En directo | Una mañana en la feria de Sedes Cientos de asistentes disfrutaron con la música y la artesanía, y saborearon un placer que, afirman los productores, los nuevos pesticidas destruyen a toda prisa

29 oct 2006 . Actualizado a las 06:00 h.

?ay que saber aprovechar los viejos placeres, y uno de los mejores lugares que ayer ofrecía el mundo para hacerlo fue la sexta Feira do Mel e da Artesanía, celebrada en Sedes, Narón. Ricos productos del país, mucha miel, cientos de animados visitantes y música tradicional a cargo de las gaitas del Padroado de Cultura de Narón y del grupo de baile Alxibeira, fueron los ingredientes de la fiesta.
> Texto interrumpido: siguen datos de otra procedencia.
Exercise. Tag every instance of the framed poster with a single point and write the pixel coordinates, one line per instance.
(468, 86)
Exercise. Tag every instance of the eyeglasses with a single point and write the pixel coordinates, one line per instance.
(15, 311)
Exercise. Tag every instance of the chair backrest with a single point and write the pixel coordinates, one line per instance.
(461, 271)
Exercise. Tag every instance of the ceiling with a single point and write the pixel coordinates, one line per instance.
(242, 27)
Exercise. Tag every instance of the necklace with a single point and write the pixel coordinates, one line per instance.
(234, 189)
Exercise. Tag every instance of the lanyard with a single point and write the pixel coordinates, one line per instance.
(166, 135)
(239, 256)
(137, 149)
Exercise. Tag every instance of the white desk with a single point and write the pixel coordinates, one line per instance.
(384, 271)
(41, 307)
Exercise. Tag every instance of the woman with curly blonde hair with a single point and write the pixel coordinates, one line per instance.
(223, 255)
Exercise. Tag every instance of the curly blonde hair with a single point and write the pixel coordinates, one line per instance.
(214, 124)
La estrella del cotarro fue, como no podía ser de otra forma, la miel de Ferrolterra. Se consumió a toneladas, gracias a la invitación de la organización a probarla con queso. La miel es un placer venerable, tanto que quizá este mundo tecnológico, o más bien químico, nos prive de ella con los años. El problema es que los «novos agrotóxicos están rematando coas colmeas», afirma Juan, un productor de San Sadurniño. Según dice, los nuevos productos «afectan ao sistema nervioso das abellas, que non recordan como regresar ás colmeas». El problema es muy grave, Juan, apicultor desde hace casi treinta años, ha perdido en los últimos cuatro 38 de sus 40 colmenas. Y es que el aspecto ecológico, además del festivo, fue otra de las claves de la feria, organizada por los vecinos de San Esteban de Sedes y por la Asociación Galega de Apicultura, muy concienciada con el problema de los pesticidas, que han matado al 80% de las colmenas gallegas. La asociación desplegó una completa exposición sobre el mundo de la apicultura, y sorteó varias cestas de productos típicos al final de la mañana. La feria, en la que colaboraron el Concello de Narón, Larpeiradas y Lácteos O¿Casal, también sirvió para mostrar el trabajo de los artesanos locales, que tuvieron una buena oportunidad para colocar sus productos. En uno de los puestos estaba el argentino Luis Martínez Ramos, un hombre para todo. Ejerce de cuentacuentos por media comarca, artesano, actividad a la que ha dedicado cuarenta de sus 57 años de vida, actor de teatro... Luis fue una de las atracciones para los pequeños, que miraban alucinados como trabajaba con varias largas cintas de cuero. «No es un trabajo para hacer mucho dinero», dice Luis con un suave acento argentino, «pero te aporta mucho bienestar personal». Como la miel que se nos va.